Flexible Sphere Access: At 19th level, a sphere magus may spend a spell point as a swift action to gain access to a magic talent he does not possess. He may gain access up to a maximum of three magic talents by spending additional spell points. This effect lasts 1 minute.

This replaces greater spell access.

That's basically it, hopefully it doesn't suck too much or isn't too overpowered (which ALSO sucks). And yes, I did away with Arcane Pool. It really IS much simpler this way.


Way cool! Your handling of spell recall is very fun and creative. I think I will edit my document when I get home.

I am still iffy on my removal of arcane pool. What do you think? I noticed the hedgewitch can get a arcane pool, so I don't know. I do like that it becomes only one resource mechanic.

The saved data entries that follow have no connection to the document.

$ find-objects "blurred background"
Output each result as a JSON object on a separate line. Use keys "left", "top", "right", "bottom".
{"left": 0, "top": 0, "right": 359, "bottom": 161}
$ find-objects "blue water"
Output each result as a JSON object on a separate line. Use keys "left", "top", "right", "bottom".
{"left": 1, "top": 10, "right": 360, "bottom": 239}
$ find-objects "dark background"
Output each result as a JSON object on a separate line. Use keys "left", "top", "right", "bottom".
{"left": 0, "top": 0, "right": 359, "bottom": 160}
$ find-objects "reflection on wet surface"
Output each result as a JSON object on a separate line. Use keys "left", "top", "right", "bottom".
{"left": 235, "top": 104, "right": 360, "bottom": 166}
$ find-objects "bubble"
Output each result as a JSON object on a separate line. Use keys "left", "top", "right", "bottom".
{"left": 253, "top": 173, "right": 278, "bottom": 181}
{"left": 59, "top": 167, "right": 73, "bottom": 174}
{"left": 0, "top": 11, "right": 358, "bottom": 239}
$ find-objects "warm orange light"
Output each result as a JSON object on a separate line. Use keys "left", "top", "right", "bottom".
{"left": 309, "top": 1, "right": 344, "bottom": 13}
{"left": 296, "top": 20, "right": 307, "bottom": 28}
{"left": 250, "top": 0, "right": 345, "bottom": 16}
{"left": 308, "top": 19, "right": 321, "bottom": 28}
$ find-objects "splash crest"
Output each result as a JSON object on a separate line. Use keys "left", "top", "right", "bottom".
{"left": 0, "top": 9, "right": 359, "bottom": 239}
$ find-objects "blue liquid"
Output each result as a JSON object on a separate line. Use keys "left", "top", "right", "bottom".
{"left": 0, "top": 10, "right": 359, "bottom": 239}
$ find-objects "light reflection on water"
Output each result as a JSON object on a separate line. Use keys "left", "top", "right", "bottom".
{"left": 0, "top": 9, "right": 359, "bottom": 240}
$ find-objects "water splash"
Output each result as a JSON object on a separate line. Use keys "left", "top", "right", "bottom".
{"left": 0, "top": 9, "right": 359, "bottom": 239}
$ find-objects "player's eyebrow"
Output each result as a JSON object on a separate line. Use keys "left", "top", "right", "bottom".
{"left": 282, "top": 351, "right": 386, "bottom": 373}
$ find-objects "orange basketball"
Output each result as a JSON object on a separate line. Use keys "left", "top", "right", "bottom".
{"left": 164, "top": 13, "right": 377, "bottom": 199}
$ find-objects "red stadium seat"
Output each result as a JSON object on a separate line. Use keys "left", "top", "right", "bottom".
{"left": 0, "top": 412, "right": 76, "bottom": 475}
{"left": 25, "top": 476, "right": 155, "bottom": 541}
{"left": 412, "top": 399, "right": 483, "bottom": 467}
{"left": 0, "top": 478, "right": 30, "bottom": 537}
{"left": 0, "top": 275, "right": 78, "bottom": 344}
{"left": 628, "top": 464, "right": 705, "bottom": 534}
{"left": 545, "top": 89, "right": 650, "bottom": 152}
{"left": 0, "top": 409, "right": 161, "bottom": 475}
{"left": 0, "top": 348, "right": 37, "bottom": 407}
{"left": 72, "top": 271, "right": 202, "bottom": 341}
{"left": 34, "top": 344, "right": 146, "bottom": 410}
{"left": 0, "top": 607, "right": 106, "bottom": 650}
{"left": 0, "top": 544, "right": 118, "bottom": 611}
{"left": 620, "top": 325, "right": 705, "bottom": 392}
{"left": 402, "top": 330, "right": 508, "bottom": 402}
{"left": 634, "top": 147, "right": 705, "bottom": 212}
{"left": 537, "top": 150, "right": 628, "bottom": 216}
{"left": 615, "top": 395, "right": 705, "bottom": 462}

Nyyyeah, I'm a bit biased in that I don't like the Hedgewitch as a class that much. My favourite of the new classes so far is the Shifter, so I'm afraid I'm not the best person to ask for advice on that front. EDIT: I feel like I should elaborate a bit on WHY I don't like the Hedgewitch that much. I feel like that sort of free-form feature mixing (like the Witch hexes, or the Magus' arcane pool, which really is just extra clutter when you have to think about converting spell points into arcane points or vice-versa) is best done through archetyping, and the "can become anything" spot is already occupied by the Incanter, so why does this exist?

Still, thank you, I'm glad you like it!


Also note that this lifts the restriction on magus-only spells, as you sphere-cast everything. So you could dip for 2 levels and then go with a high-caster. Not sure how much that'd imbalance things (it doesn't feel like the benefit is that great, since you do lose BAB and stuffs), just felt like mentioning.


I would prefer to see the arcana pool stay, but I really like this conversion. Maybe keep the spell point bonus to one every two level? You do not have the extra bonus from int added again so I would not see there being a problem with balance issues. Also, sorry for the late post.